Ginsberg made other significant “discoveries” besides Whitman, of course. From around 1952, the poet, in his own words, “experimented with poetic effect of psychedelic drugs.” What this means is that he wrote “Howl” on peyote, “Wales Visitation” on lsd, “I Hate America” on heroin, “On Neal’s Ashes” on morphine or marijuana, “Denver Doldrums” on Benzedrine, “Kaddish” on methadrine, “A Ghost May Come” on marijuana, “Death to Van Gogh’s Ear!” on codeine. He composed a series of poems that take their titles from the name of the drug on which they were written: “Mescaline,” “Laughing Gas,” “Lysergic Acid.”

He went all the way to Peru just to bring back a hallucinogenic vine called ayahuasca. Portuguese book contains an interview in which Ginsberg discusses in depth the various effects of these substances on his work. “All mellow poems seem to emerge out of heroin. Endless metaphysical-political ravings in my journal and other stuff you’ve seen were written on morphine and heroin.” He speaks of poems like “Marijuana Notation” and “Psalm I” as having a “grass-like clarity.” He says of laughing gas: “It gives the appearance of enlarging perception to a point where the totality of the universe invades the individual entity and dissolves the individual entity into the blackness of space.” These were not, of course, private “experiments”; Ginsberg, like his friend and fellow chemist Timothy Leary, proselytized long and hard for the use of psychedelic drugs, travelling from campus to campus reciting poems like “Aether,” in which he asserts that “you can see/God by sniffing the/gas in a cotton . . .”
Ginsberg also discovered Eastern religion. His full-dress involvement with it dates back to the early Sixties, when he went to Asia and found himself intrigued by Hinduism and Buddhism. What appealed to him most about these religions was their emphasis on the self-determination of the individual and their understanding of morality as a subjective consideration. Life was not a matter of objective right and wrong, it was a matter of being true to one’s own karmic sense of things. No philosophy of life could have pleased Ginsberg more.
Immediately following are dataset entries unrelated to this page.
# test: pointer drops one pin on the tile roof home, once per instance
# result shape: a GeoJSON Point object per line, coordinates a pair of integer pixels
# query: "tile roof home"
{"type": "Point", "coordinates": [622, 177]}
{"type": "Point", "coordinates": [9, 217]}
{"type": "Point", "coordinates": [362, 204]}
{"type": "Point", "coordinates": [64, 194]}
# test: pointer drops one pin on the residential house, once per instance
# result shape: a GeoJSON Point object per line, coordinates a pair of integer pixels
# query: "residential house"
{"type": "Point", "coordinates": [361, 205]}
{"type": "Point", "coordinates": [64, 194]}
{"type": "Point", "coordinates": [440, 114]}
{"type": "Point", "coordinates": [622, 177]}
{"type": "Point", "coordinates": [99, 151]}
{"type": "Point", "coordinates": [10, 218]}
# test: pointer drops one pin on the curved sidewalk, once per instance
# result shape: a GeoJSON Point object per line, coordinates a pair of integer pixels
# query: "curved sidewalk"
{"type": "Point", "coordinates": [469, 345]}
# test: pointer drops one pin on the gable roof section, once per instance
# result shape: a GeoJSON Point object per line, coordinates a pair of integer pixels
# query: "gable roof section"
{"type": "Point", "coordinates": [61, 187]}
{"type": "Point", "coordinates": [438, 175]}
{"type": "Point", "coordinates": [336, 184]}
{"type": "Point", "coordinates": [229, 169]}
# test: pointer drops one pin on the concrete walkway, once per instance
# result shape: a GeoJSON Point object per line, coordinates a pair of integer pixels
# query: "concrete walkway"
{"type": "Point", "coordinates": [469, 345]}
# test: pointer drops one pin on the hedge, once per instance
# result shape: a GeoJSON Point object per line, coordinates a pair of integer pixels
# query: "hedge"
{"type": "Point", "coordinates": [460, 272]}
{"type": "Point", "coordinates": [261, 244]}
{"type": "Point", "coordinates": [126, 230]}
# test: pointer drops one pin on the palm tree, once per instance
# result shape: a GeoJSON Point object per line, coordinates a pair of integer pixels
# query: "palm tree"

His exploration of Eastern religions has continued ever since; in the autobiographical notes to his Poems All Over the Place, Mostly Seventies (1978), Ginsberg indicated that he was spending a good deal of his time practicing both “mantra-heart meditation” (with one Swami Muktananda) and Tibetan Buddhist meditation. The influence of Hinduism, Hare Krishna, and the various species of Buddhism on his work has been largely semantic; in his poems and journals, for instance, he habitually (and gratuitously) describes relationships in terms of karmas and yogas. This is not to suggest, of course, that the babas, swamis, gurus, and lamas have not had a substantial impact upon the way Ginsberg lives and writes; like his psychedelic drugs, they have helped him fight off the desire for intellectual order that exists in some corner of every conscious mind and to give even freer rein to his id. Ginsberg, in typical fashion, prefers to describe this process as the “holy divine yoga of losing ego.”